Depuis au moins quatre ans, l’expérience, la pratique et les réflexions de la Via Campesina ont démontré que l’agroécologie est une partie stratégique de la construction de la souveraineté alimentaire et populaire.
Nous pensons également que l’agroécologie fait partie intégrante de la réponse globale aux principaux défis et crises auxquels l’humanité est confrontée.
Premièrement, l’agriculture à petite échelle peut nourrir – et nourrit déjà – l’humanité, et elle peut résoudre la crise alimentaire par l’agroécologie et le biodiversité. En dépit de la conception erronée selon laquelle les systèmes de l’agriculture industrielle sont plus productifs, nous savons que les systèmes agroécologiques peuvent avoir un rendement par hectare supérieur à toute monoculture quelle qu’elle soit, et ce en produisant une nourriture saine, plus nutritive et directement mise à la disposition des consommateurs.
Deuxièmement, l’agroécologie aide à répondre à la crise écologique. Avec l’agroécologie et la diversité, l’agriculture paysanne permet de refroidir la planète, en fixant le carbone dans les sols et en offrant aux paysans et aux exploitants familiaux les ressources nécessaires pour faire face au changement climatique et au nombre croissant de catastrophes naturelles. L’agroécologie fait changer l’actuel modèle énergétique et agricole dépendant du pétrole, ce qui est un des changements systémiques nécessaire pour mettre fin aux émissions.
Troisièmement l’agroécologie défend le bien commun et le collectif. En améliorant les conditions de vie des populations rurales et urbaines, l’agroécologie, en tant que pilier de la souveraineté alimentaire et populaire, affirme que la terre, l’eau, les semences et les savoirs sont récupérés par les peuples et restent leur patrimoine au service de l’humanité.

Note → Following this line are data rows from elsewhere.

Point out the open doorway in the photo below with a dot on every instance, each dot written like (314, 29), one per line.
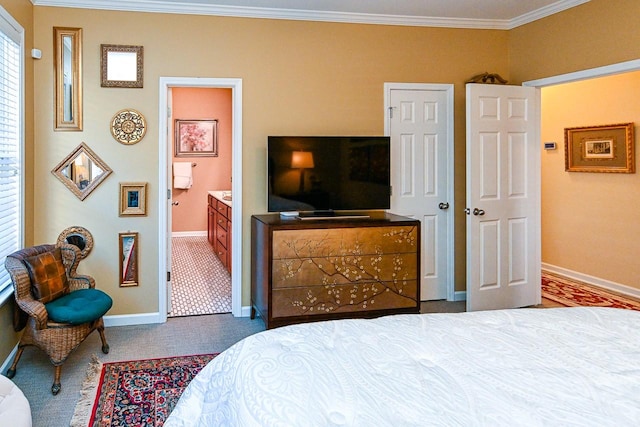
(192, 223)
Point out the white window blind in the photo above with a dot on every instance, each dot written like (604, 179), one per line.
(11, 135)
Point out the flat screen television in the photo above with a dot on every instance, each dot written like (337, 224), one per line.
(322, 175)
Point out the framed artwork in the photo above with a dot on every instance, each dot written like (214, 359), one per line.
(128, 259)
(133, 198)
(196, 138)
(606, 148)
(121, 66)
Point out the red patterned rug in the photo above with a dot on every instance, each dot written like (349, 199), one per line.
(571, 293)
(137, 392)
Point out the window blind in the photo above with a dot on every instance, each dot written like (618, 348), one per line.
(10, 141)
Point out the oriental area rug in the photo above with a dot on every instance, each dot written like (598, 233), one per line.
(136, 392)
(572, 293)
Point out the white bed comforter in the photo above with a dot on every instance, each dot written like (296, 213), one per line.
(525, 367)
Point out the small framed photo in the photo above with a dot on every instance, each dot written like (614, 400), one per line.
(196, 138)
(128, 259)
(133, 198)
(607, 148)
(121, 66)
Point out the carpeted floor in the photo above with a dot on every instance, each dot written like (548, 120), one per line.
(137, 392)
(200, 284)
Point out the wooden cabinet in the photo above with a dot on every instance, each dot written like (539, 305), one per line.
(219, 230)
(306, 270)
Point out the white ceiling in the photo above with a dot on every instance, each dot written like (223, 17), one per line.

Par l’agroécologie, nous transformerons le modèle hégémonique de production alimentaire, permettant la récupération de l’écosystème agricole, rétablissant le des rapports fonctionnels entre la nature et la société, et récoltant des aliments pour nourrir l’humanité. Comme le disent les paysans des Philippines : « Kabuhanan, Kalusugan, Kalikasan » (pour l’économie, pour la santé et pour la Nature).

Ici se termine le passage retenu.